George Orwell remarked that “the general consensus of opinion is that the only American soldiers with any manners are the Negroes.”
Allied military bases were set up in many places in Britain during the Second World War, and American stoops were stationed at a great number of these bases. Some of those American troops were African Americans, and while they were segregated by law from white troops back home in the United States, no such laws existed in Britain.
Because of this, the arrival of black troops from the United States on British soil, which started in 1942, led to a number of complications. These tensions escalated, and eventually boiled over into a full-scale riot that erupted in 1943 near Lancashire, a riot that was called the Battle of Bamber Bridge.
In this riot, white British residents of the village joined with African American troops to fight against US military police (MP). When the smoke cleared, one person was dead and seven badly injured.
To understand why the riot broke out, it is necessary to look a little further back in history. While African American troops have served in various branches of the United States armed forces since the American Civil War (or, in a few cases, the Revolutionary War and the War of 1812), strict segregation laws in the armed forces – in line with civilian Jim Crow laws – kept them separated from their white counterparts until the 1950s.
American troops – both black and white – who landed in Britain in 1942 thus brought with them a set of prejudices and deeply-ingrained attitudes about race. While white American troops were generally part of combat units, black troops were usually relegated to non-combat roles, often involving manual labor.
African American troops were used to being segregated from their white counterparts back home – but in Britain no such laws existed, and there was very little in the way of racial prejudice.
Black troops were welcomed with open arms, and were free to fraternize with British men and women in pubs, cinemas, dance halls, on public transport, and in other places with no restrictions. This was completely different from how it was for them in some parts of the US, particularly for those from the South.
Many American politicians and military officials worried that African American troops who were experiencing this newfound complete equality with whites would become “radicalized” and stir up trouble when they had to return to the US. They therefore sought to keep the black servicemen segregated from the local white population.
The British, however, refused to comply with any racist requests from American military police officers. When asked to segregate his pub, for example, one pub owner said that he would gladly do so. When the MP officers returned to check on the pub, the owner had put up a sign saying that only black GIs were welcome.
Most British people welcomed African American servicemen, and often sang their praises, proclaiming them to be more polite and well-mannered than white Americans. Even the famous novelist George Orwell remarked that “the general consensus of opinion is that the only American soldiers with any manners are the Negroes.”
Nonetheless, the American MPs did everything they could to keep African American servicemen segregated from white Britons. It was because of this determination to “rein in” the black troops that a riot broke out in the village of Bamber Bridge on June 24th, 1943.

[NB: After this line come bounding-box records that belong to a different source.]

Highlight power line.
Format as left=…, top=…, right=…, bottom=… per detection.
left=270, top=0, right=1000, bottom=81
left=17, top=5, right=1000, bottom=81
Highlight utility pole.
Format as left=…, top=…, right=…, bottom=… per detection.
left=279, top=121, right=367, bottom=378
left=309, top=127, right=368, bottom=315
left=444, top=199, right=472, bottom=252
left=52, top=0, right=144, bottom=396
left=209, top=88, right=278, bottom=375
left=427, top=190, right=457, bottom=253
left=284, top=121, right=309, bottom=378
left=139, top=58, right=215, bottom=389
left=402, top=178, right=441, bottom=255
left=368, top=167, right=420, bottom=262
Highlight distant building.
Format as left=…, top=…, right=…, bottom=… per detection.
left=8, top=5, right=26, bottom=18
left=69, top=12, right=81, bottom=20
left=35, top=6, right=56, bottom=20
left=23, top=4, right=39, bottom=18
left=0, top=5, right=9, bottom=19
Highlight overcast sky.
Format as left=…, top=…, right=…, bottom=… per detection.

On that evening, African American servicemen of the 1511 Quartermasters were drinking with off-duty British troops and British civilians at the Ye Olde Hob Inn in Bamber Bridge. Two MPs passing the pub noticed that one of the African American troops was improperly dressed (as he was wearing a field jacket), and attempted to arrest the soldier.
The local Brits, though, backed the African American serviceman, asking why he was being arrested if he hadn’t done anything wrong. Tempers flared, insults were flung around, and soon a fistfight broke out.
While the MPs were beaten back and forced to retreat, they returned with reinforcements. Once again an argument ensued, and this time it boiled over into a more serious battle, involving black servicemen and white Britons against the white MPs, in which a shot was fired and an African American serviceman was hit in the neck.
The shooting of the serviceman temporarily quelled the riot, but when a truckload of MPs arrived at the camp later that night armed with a machine gun, panic rippled through the African American troops, who thought that they were going to be shot.
The panicking troops raided the camp’s gun room, taking around two-thirds of the rifles and arming themselves. A large group of the now-armed servicemen then left the camp, and in the darkness fought running battles with the MPs through the town, with each side firing occasional shots at the other.
One African American serviceman, Private William Crossland, did not survive. When the violence finally subsided at around 4 AM the next morning, seven people had been injured. Due to the darkness, few shots had been fired and most had not hit their targets.
While 32 African American servicemen were later found guilty at a court martial of various charges relating to the riot, their sentences were reduced owing to support for the servicemen from the British public, and the mitigating factors of racism and racial slurs from the MPs.
Most of the servicemen were back on duty within a year, and while the riot had largely been kept out of the American press, it was a precursor of what was to come back home: the Civil Rights movement was gaining momentum, and could not be stopped.
In 1948 racial segregation in the US armed forces was officially abolished, and in 1964 the Civil Rights Act was passed, changing the American social landscape forever.